Deuss Ex Machina # 207 - Rapporti Di Errore Degli Esseri Umani

Kay(ıp)bedenler K/lan+-Dereasonable (VV)arp Presents
Deuss_Ex_Machina_207_--_Rapporti Di Errore Degli Esseri Umani

31 Mart 2008 Pazartesi gecesi “canlı” olarak gerçekleştirilmiş programın parça dizinidir.

>>>>>Musique
>1<-Baader Meinhof-Baader Meinhof (Hut Recordings)
>2<-Baader Meinhof-Mogadishu (Hut Recordings)
>3<-Ayyuka-Takınak (Live At Açık Radyo 94.9) (Artist’s Own)
>4<-Ayyuka-Hayat Derde Bandı Beni (Live At Açık Radyo 94.9) (Artist’s Own)
>5<-Derdiyoklar-Şu Dünyanın Halkı (Türküola)
>6<-Pulera-Fukara (Artist’s Own/Demo)
>7<-Pulera-Si İlla (w.Trumpet) (Artist’s Own/Demo)
>8<-Get Cape. Wear Cape. Fly-Keep Singing Out (Atlantic)
>9<-Get Cape. Wear Cape. Fly-Let The Journey Begin (Atlantic)
>10<-Mlle Caro & Franck Garcia-Dead Souls (Ben Watt Radio Edit) (Buzzin’ Fly)
>11<-Neon Neon-Raquel (Lex Records)
>12<-Neon Neon Feat. Cate Le Bon-I Lust U (Lex Records)
>13<-The Whitest Boy Alive-Golden Cage (Fred Falke Remix) (Universal)
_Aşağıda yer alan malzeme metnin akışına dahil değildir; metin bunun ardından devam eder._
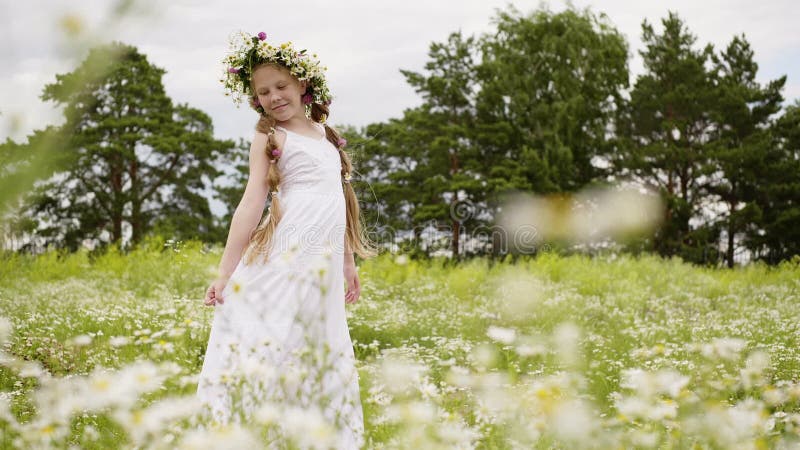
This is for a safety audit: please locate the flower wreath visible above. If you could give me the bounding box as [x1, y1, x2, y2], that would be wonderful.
[220, 31, 333, 116]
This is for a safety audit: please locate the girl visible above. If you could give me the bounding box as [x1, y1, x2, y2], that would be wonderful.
[198, 32, 376, 448]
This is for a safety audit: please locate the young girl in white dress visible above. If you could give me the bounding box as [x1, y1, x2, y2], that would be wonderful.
[197, 32, 376, 448]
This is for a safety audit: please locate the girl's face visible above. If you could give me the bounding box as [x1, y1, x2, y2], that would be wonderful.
[253, 65, 306, 122]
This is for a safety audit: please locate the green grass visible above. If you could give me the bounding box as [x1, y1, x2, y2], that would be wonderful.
[0, 239, 800, 448]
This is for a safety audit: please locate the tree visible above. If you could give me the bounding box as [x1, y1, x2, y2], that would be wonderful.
[614, 12, 719, 262]
[745, 101, 800, 264]
[475, 6, 628, 193]
[704, 36, 786, 267]
[17, 42, 233, 250]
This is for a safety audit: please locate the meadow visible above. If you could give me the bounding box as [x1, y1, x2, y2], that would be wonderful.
[0, 239, 800, 449]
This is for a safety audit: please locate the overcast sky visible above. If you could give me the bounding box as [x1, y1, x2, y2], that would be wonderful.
[0, 0, 800, 141]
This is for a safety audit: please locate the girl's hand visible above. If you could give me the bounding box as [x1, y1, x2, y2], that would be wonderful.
[205, 277, 228, 306]
[344, 264, 361, 304]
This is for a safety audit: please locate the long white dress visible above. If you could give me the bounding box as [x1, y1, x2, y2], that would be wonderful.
[197, 124, 364, 449]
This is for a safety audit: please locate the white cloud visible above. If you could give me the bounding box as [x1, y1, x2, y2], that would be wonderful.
[0, 0, 800, 140]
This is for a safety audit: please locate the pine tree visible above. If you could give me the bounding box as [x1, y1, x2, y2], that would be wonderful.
[18, 42, 232, 250]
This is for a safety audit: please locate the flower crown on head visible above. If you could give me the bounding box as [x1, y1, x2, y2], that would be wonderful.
[220, 31, 333, 114]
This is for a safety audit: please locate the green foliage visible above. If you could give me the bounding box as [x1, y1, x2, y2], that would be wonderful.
[0, 244, 800, 448]
[9, 42, 232, 251]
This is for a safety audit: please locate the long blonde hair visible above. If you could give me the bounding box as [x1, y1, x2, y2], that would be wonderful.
[244, 63, 377, 265]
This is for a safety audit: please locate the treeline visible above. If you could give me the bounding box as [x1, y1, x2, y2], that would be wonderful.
[0, 6, 800, 266]
[353, 8, 800, 266]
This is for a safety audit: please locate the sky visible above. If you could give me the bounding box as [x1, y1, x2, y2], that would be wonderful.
[0, 0, 800, 142]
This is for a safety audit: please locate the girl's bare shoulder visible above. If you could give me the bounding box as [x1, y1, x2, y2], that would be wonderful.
[253, 129, 286, 148]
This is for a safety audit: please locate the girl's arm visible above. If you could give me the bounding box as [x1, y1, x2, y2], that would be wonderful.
[344, 237, 356, 267]
[219, 132, 285, 279]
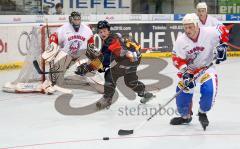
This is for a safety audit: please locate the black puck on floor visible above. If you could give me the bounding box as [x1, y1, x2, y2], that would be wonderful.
[103, 137, 110, 140]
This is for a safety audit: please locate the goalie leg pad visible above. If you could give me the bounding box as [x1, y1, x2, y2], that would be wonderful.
[42, 42, 58, 62]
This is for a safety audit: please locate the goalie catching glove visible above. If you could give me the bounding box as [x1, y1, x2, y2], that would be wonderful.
[75, 58, 103, 76]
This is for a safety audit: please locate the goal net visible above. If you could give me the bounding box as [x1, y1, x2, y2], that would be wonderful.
[3, 25, 104, 93]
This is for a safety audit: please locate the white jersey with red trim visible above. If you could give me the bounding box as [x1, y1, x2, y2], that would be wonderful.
[173, 27, 223, 71]
[198, 15, 222, 27]
[50, 23, 93, 58]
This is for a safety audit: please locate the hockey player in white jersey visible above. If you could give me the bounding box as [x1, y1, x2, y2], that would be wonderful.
[196, 2, 222, 27]
[170, 13, 228, 130]
[42, 11, 103, 91]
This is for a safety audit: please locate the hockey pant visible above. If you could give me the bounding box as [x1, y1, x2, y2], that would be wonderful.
[104, 59, 145, 98]
[176, 67, 218, 117]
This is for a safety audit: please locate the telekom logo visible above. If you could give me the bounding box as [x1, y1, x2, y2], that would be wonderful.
[0, 39, 7, 53]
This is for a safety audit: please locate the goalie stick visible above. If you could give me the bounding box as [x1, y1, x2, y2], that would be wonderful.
[118, 62, 213, 136]
[33, 60, 63, 74]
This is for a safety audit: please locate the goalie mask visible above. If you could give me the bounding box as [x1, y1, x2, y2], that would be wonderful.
[69, 11, 81, 32]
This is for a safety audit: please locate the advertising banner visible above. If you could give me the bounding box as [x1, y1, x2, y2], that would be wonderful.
[0, 22, 240, 69]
Rapporti Di Errore Degli Esseri Umani Bölüm (207) – Saybirborglar Nefesini Kesip Daraltılmış Alanda Kısa Kısa Pastişler İşlemeye Koyduldular Derinden Derine (Pb4C)

>>>>>Bildirgeç
Hayata karşı naif bir duruşu, aldırış etme bu da geçer ! veciz sözüyle özdeşleştiren, içinden çıkılamayacak sorunlar silsilesi karşısında dahi « pat » diye çözüme ulaşan karakterleri, bazen imrenerek, bazen eleştirerek ; takip ettiren, zihin jimnastiklerini bulunduran, bazı bazı değil her daim bir gerilimi barındıran, iletken tepkiyi okura göre değil, yazarın ruh haline göre dönüştüren bir külliyattan bahsetmek istiyoruz : Novella ya da Dime Novel. Alışılageldik standartlara bağlı ve bağımlı kalmadan, yeterince taze bir soluk olarak değerlendirebileceğimiz, dahası pek çoğumuzun ana dilinde yerleşik olmayan kelime dağarcıklarında bir serüveni de vaat etmeden okurla buluşturan, sitem ve sistem eleştirisinin aynı kadaraj içerisinde satırlar arasında bulunabileceği bir izlek çalışması olarak da genişletebileceğimiz bir tavır aynı zamanda Novella. Tertemiz bir kurgulama ile okunup bir kenara terk edilmekten uzak, bir kerede içinde çıkılamayacak kadar çok çeşitliliği kelimelerden destek alarak kotaran, güncelliği dilin önemli öznelerinden birisi olan « argo »dan beslenerek daha gerçekçi kılan bir arayüz.[deja vû] Özellikle İkinci Dünya Savaşı ardından kimliği ve tavırlarıyla yönelişimlerin, oldurulması istenilenler ile gerçekleri birbirinden ayırt edebilmemizi daha kolaycıl kılan, çabalayan bu çalışma dizini modernizmin temelinde yatan nüans farklarını da gözlemleyebilme imkanı tanıması açısından imdinin güncesi içinde de yerini korumaya devam etmekte. Sarı sayfalardan hayat güncesi, tecrübesi…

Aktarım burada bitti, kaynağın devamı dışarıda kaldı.